Hi,
I suspect that the lrvar function (long-run variance estimation) is
slightly wrong in the panel case. Consider the following example:
<hansl>
function matrix lrvarFE(series x, int b "bandwidth")
N = max($unit)
out = 0
loop i = 1..N
smpl i i --unit
errorif(abs(mean(x)) > 1e-10, "whoops, found non-zero within mean")
out += lrvar(x, b)
endloop
return out / N
end function
# -- test case
open grunfeld
# do an explicit FE demeaning first, for easier comparison
panel kstock const
series kres = $uhat
eval lrvarFE(kres, 5) # 2.0608e+005
# comparison
eval lrvar(kres, 5) # 177215.62
# the following wrong on purpose:
eval lrvar({kres}, 5) # same result as the previous line
</hansl>
Explanation: The last calculation (which is wrong) converts the kres
series directly into a matrix. Given gretl's panel storage format of
stacked time-series, this means that the values for all units are simply
stacked in the resulting single column.
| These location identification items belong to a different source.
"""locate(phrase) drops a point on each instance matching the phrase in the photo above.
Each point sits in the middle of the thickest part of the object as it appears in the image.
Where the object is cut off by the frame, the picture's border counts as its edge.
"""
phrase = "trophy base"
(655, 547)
Then the Bartlett kernel of the
lrvar() function partly connects the different panel units, which is
spurious and distorts the result.
Given that gretl's result in the pen-ultimate line is identical to that,
I guess that's what happens.
Instead, the output of my lrvarFE function is what I believe to be the
correct one.
The similar lrcovar() function is not directly affected, because it
takes a matrix instead of (a list of) series as input, and so it's the
caller's responsibility to handle the data correctly. (Although it would
be nice if it accepted a list, but that's a different issue.)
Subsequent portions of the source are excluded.